Marco Rubio ripped for tweeting tribute to late Congressman John Lewis – with a photo of Elijah Cummings – The Sun

SENATOR Marco Rubio was blasted on Twitter after sharing a photo of himself with the late Elijah Cummings in a tribute post to civil rights icon Rep John Lewis.

Rubio made the social media goof on Saturday afternoon hours after the news of Lewis' death was reported.

The Florida senator shared a photo of himself with Cummings, a civil rights advocate and House representative for Maryland who died in 2019, thinking it was Lewis.

"It was an honor to know & be blessed with the opportunity to serve in Congress with JohnLewis (sic) a genuine & historic American hero," said Rubio, who also changed his profile picture to the tweeted pic.

"May the Lord grant him eternal peace."



Rubio deleted the tweet moments later, but not before Twitter users spotted the blunder and blasted him for his mistake on social media.

"Marco Rubio's tweet about John Lewis – which is now his profile pic – is a photo of Elijah Cummings," said Oliver Willis.

"Wrong Black guy," said Wesley Lowery.

"Really great stuff @marcorubio I'm sure you're heartbroken by the way that's not John Lewis that's Elijah Cummings," said Jordan Uhl.

"That awkward moment when you reveal that you think all Black people look alike, @marcorubio," said Adam Lance Garcia.


 


Lewis, who had served as House representative for Georgia since 1987, died late Friday night after receiving hospice care to treat pancreatic cancer.

He is remembered as a staunch civil rights advocate and for leading 600 protesters across the Edmund Pettus Bridge in Selma in 1965, an event that would later be known as the Bloody Sunday march.

Then 25 years old, Lewis fractured his skull after he was shoved to the ground and beaten by cops in Alabama.

The nationally televised event bolstered support for the civil rights movement.

Images of Lewis' brutal assault by cops prompted Congress to pass the Voting Rights Act of 1965, ensuring that all Black Americans were given equal rights to vote as all others.

A flood of tributes to the late civil rights legend hit social media moments after his death was reported.

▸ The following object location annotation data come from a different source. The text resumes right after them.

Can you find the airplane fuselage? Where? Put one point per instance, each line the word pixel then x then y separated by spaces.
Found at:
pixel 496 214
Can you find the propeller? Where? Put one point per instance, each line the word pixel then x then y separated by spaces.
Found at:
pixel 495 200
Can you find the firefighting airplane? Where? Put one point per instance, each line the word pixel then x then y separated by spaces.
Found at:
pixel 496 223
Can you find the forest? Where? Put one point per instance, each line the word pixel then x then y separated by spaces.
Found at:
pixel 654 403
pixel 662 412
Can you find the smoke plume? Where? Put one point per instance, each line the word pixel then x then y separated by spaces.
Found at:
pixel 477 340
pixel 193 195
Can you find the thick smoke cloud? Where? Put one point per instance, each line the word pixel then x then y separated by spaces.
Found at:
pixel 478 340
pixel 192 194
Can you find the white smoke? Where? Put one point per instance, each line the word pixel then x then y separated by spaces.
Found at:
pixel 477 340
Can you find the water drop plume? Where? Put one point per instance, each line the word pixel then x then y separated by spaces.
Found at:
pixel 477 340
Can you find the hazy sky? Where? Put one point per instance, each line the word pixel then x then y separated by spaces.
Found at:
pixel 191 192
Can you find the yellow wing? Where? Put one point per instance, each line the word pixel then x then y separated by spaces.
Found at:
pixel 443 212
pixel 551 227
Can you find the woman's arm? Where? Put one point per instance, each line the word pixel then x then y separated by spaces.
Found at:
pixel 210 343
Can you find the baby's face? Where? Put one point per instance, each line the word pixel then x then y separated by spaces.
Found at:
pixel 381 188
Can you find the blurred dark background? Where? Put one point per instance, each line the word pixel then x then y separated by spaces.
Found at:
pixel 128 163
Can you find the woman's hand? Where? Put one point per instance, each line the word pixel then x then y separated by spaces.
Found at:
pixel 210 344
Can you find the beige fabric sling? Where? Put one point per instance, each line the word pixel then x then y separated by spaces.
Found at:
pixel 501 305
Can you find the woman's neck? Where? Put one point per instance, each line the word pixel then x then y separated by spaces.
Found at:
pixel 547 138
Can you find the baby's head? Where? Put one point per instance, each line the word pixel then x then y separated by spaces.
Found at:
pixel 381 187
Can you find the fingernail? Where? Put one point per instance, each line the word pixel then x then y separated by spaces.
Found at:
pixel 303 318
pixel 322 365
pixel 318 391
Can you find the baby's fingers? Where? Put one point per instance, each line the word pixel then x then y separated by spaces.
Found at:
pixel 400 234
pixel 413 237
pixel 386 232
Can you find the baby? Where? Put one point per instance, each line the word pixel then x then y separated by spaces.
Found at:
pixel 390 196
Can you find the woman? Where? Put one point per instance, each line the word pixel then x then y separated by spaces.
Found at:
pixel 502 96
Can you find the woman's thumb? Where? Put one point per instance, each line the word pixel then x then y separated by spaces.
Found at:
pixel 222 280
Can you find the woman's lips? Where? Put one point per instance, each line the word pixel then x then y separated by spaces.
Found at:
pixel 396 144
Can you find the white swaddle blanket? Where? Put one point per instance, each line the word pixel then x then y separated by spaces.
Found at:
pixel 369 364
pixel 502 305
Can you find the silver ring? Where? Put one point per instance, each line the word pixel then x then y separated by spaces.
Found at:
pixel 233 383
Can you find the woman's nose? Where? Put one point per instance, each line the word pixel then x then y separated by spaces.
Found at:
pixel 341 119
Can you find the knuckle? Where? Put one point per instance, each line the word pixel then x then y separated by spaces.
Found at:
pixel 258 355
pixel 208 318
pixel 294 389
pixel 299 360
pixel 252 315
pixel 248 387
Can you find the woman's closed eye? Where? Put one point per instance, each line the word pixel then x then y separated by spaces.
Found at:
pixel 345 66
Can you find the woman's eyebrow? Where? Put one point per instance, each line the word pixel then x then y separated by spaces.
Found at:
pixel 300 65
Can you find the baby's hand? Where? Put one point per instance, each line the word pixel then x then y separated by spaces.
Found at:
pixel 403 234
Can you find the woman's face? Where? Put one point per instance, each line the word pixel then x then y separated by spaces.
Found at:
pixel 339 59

To honor Lewis' contributions to history, President Donald Trump ordered flags lowered to half-staff at the White House on Saturday afternoon.

"As a mark of respect for the memory and longstanding public service of Representative John Lewis, of Georgia, I hereby order, by the authority vested in me by the Constitution and the laws of the United States of America, that the flag of the United States shall be flown at half-staff at the White House and upon all public buildings and grounds," Trump said in a proclamation regarding Lewis' death.